Risks are an integral part of any organization. There will always be a cyber security risk facing an organization at any given time. Therefore, it is of importance to the organization that all the risks to its IT infrastructure and data are identified and managed. IT risk management should cover a wide scope since risks can arise from many causes. Human error, natural calamities, cyber attackers, and hardware failure are all potential causes of these risks. Risk management is often described as a 5-step process in the organization.
Identification
This is the first step in the risk management cycle. At this point, an organization will focus on uncovering and getting detailed information about the risks that it faces. As said before, risks can emanate from different things thus the responsible persons need to be open-minded when looking for risks. Financial uncertainties, changing regulations, management issues, accidents, and disasters can all be sources of risks. Risks also keep on changing periodically thus risk management should be repeated often. To ensure that most of the risks faced are uncovered, the following are some of the strategies could be used:
- Interviews – interviewing different personnel in the organization could help uncover many potential risks. For instance, an interview with the guards could help uncover the risks to physical security controls. An interview with a normal user could help discover risks associated with system accounts and also the hardware they use. Interviews will yield a wide variety of risks that will be obtained from the users of organizational assets that are protected or from the personnel in charge of enforcing some security controls.
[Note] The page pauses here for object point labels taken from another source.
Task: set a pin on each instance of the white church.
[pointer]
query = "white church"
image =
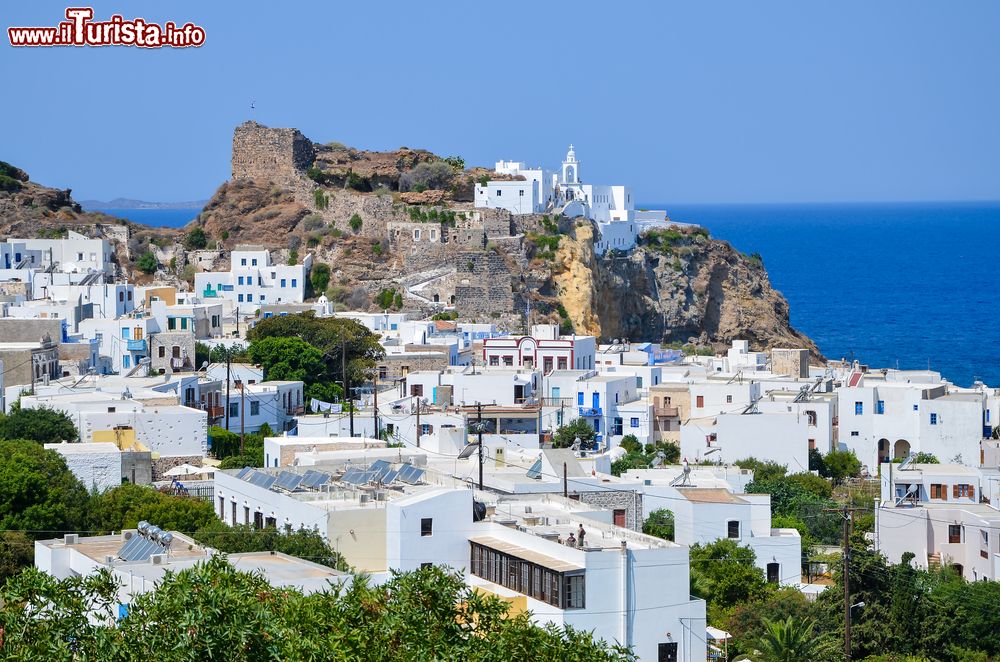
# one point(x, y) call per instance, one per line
point(612, 208)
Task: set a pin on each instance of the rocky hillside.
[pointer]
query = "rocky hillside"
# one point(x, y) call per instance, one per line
point(679, 287)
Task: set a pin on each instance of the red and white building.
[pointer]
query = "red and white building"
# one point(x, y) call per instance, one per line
point(543, 350)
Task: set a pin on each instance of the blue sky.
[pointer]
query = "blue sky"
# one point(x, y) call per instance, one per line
point(709, 101)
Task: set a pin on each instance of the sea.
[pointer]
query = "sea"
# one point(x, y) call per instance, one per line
point(910, 286)
point(160, 218)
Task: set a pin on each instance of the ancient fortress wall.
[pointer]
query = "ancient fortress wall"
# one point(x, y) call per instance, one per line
point(277, 155)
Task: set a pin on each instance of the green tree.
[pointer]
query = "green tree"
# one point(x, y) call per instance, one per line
point(195, 239)
point(568, 434)
point(123, 507)
point(660, 523)
point(724, 574)
point(792, 640)
point(214, 612)
point(842, 465)
point(762, 471)
point(147, 263)
point(41, 424)
point(38, 493)
point(287, 359)
point(319, 277)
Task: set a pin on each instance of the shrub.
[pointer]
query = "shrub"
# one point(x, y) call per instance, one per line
point(147, 262)
point(195, 239)
point(432, 175)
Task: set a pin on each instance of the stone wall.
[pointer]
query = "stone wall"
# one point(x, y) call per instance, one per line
point(266, 154)
point(483, 289)
point(630, 502)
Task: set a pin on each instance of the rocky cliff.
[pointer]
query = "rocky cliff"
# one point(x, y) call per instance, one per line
point(679, 287)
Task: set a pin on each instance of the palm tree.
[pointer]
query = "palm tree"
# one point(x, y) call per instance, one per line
point(790, 640)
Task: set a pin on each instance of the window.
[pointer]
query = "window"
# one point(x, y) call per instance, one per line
point(573, 586)
point(666, 652)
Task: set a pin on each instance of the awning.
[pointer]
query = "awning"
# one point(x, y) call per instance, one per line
point(525, 554)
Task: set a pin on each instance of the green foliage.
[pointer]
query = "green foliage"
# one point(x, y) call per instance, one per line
point(123, 507)
point(643, 456)
point(841, 465)
point(195, 239)
point(329, 335)
point(38, 493)
point(319, 277)
point(792, 640)
point(321, 199)
point(567, 434)
point(147, 262)
point(427, 175)
point(302, 543)
point(290, 359)
point(214, 612)
point(762, 471)
point(41, 424)
point(660, 523)
point(723, 574)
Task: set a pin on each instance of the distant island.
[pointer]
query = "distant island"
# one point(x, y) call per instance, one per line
point(129, 203)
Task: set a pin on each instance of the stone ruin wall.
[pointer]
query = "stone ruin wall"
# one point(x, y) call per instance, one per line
point(281, 156)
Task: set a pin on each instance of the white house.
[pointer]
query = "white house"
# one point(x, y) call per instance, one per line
point(253, 280)
point(937, 513)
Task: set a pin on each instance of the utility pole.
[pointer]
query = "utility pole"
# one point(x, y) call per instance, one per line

- Checklists – there are some common risks that may have been identified over a long period of time in previous risk identification exercises. Since they are already known, the team identifying risks should just go through them as a checklist. However, this method is limited to organizations that already keep a list of common risks. Additionally, this method cannot uncover new risks.
- Assumptions – assumptions about security risks can be made when there are supporting facts that can be considered true even without proof. For instance, users could be assumed to be creating weak passwords in a system that has no password requirements. The absence of the password requirement can be assumed to lead to the creation of weak passwords even if the user passwords are not known.
Risk analysis
Once the risks have been identified, there needs to be a process of determining the probability of occurrence as well as the impacts. As highlighted earlier, risk management helps the organization spend more resources on the significant risks while spending little on those risks that can hardly happen. Risk analysis is key in ensuring that the nature of a risk and its consequences to the organization are known.
The information obtained at this step is important to the whole process and might determine the success or failure of the risk management exercise. Risk analysis is done through qualitative or quantitative risk analysis. In either way, a risk is analyzed in terms of its impact to the organization across several metrics such as schedule, budget, and resources it takes.
Risk assessment
This is an in-depth evaluation of a risk. This step looks at the probability of the risk occurring and its consequences. From this, it is able to decide whether the risk is acceptable or not. According to this sort of filtration of risks, acceptable risks are just assigned low priority since the organization is ready to take them as they cannot do much damage. They tend to have low impacts and low probability of happening.
Risk mitigation
In this step, the unacceptable risks are mitigated. The organization develops ways to address these risks to ensure that they do not occur and if they occur they have minimal impact on the organization. Therefore, risk mitigation will include the prevention tactics as well as contingency plans. Prevention tactics will curtail the risk from occurring. When the risk does occur, the contingency plans will handle the rest.
Risk monitoring
Risk mitigation is not the end of risk management. Risks change priorities with changes in their severity of impact or possibility of occurrence. Therefore, they should be followed up continuously. Risk monitoring includes the periodic review and updating of the risks. Alongside this, new risks are discovered as well.
There are four approaches that the organization can take on risks. These are:
- Risk avoidance – this is where an organization is focused on the complete elimination of the risk
- Risk reduction – this approach aims to reduce the severity of the impacts that a risk can have once it occurs
- Risk sharing – this is a clever approach whereby the organization distributes the consequences of a risk to other parties such as vendors.
- Risk retaining – organizations can take this approach if they have other business goals that have more priority. Therefore, instead of addressing the risk, the organization can simply retain it at a certain level provided that the resources saved in doing so might lead to more profitable investments.